The poll found that 83 percent of African Americans support President Obama's plan for cleaning up the dirty power plants that account for about 40 percent of the nation's carbon footprint. Called the Clean Power Plan, it's the single most important measure we can adopt to fight global climate change.
Similarly, 82 percent of African Americans want their state to develop its own approach for hitting the carbon reduction targets in the president's plan.
That makes a lot of sense to me.
Part of the beauty of the Clean Power Plan is that it calls for exactly that:States come up with their own way to cut the carbon pollution in their own backyards.
Smart governors across the country are already busy developing their plans, tailoring them to their local energy mix to find the most cost-effective way to get the job done. And NRDC is working closely with states and communities to ensure that these plans are implemented in ways that help to promote equity among all groups.
Plans that help families and businesses use electricity more efficiently, for example, can cut their carbon footprint by cutting waste. Utility customers save money on their power bills in the process, a real benefit to low-income communities.

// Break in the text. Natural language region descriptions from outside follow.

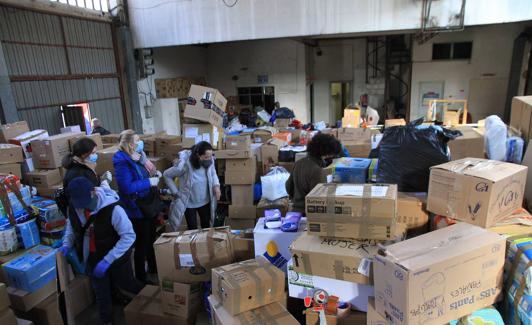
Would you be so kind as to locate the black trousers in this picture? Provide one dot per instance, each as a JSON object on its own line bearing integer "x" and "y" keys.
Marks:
{"x": 145, "y": 232}
{"x": 205, "y": 216}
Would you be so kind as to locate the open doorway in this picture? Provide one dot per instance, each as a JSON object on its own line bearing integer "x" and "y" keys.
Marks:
{"x": 77, "y": 114}
{"x": 340, "y": 98}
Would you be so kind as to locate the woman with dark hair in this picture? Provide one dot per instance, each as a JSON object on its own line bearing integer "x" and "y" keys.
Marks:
{"x": 308, "y": 172}
{"x": 199, "y": 187}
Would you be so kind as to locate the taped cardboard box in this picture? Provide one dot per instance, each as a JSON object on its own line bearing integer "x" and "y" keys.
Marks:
{"x": 12, "y": 130}
{"x": 146, "y": 309}
{"x": 14, "y": 169}
{"x": 477, "y": 191}
{"x": 180, "y": 299}
{"x": 270, "y": 314}
{"x": 206, "y": 104}
{"x": 44, "y": 177}
{"x": 248, "y": 285}
{"x": 10, "y": 154}
{"x": 435, "y": 278}
{"x": 189, "y": 256}
{"x": 49, "y": 153}
{"x": 352, "y": 211}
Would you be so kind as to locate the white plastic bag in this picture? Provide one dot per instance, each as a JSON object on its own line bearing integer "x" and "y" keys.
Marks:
{"x": 273, "y": 184}
{"x": 495, "y": 138}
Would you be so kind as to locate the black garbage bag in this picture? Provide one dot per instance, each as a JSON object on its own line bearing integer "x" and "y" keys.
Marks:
{"x": 406, "y": 154}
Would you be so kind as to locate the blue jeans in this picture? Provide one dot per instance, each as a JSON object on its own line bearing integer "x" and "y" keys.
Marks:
{"x": 120, "y": 276}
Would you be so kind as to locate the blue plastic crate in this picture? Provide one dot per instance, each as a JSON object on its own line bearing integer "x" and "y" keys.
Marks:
{"x": 31, "y": 270}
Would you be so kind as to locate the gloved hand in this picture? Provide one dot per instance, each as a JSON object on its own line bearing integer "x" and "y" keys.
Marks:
{"x": 100, "y": 269}
{"x": 64, "y": 250}
{"x": 107, "y": 176}
{"x": 154, "y": 181}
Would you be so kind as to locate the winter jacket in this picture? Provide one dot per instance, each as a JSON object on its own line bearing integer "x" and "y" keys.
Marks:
{"x": 183, "y": 169}
{"x": 133, "y": 182}
{"x": 119, "y": 220}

Other plans stress the opportunity to get more power from the wind and sun. In the first nine months of this year, in fact, those two clean energy sources powered 56.4 percent of all the new electricity-generating capacity installed in this country.
That shift, too, is in step with the views of most African Americans. Among those queried in the September poll, 87 percent say we should increase our use of solar power; 83 percent say we should harness more power from the wind.
One reason: 66 percent believe that investing in clean energy will create jobs. They're right about that, too; it's already happening.
Right now, we've got about a quarter of a million Americans helping us get more power from the wind and sun, and that's only the beginning. Those two sources are providing nearly 6 percent of our electricity nationwide. By 2050, they can provide two-thirds of our power, the U.S. Department of Energy tells us.
The cost of these technologies is falling fast. Installing a wind turbine coststwo-thirds less than it did five years ago; the cost of solar power has been cut in half. The shift to clean power is global, as are the jobs that come with it.
Private analysts expect $8 trillion to be invested in renewable power sourceslike wind and solar over the next 25 years worldwide. One way to make sure American workers get their fair share of the jobs from that bonanza is to master the technology right here at home.
Broadly robust and equitable implementation of the Clean Power Plan will help.
We're all paying a price for climate change. Some of us, though, are bearing a greater burden. It's a sorry commentary on inequity writ large, and it points to an urgent need for all of us to work harder to advance environmental justice everywhere.
One way to begin is by listening to those communities that all too often find themselves on the front lines of environmental degradation. When it comes to the perils of climate change, they're speaking up loud and clear.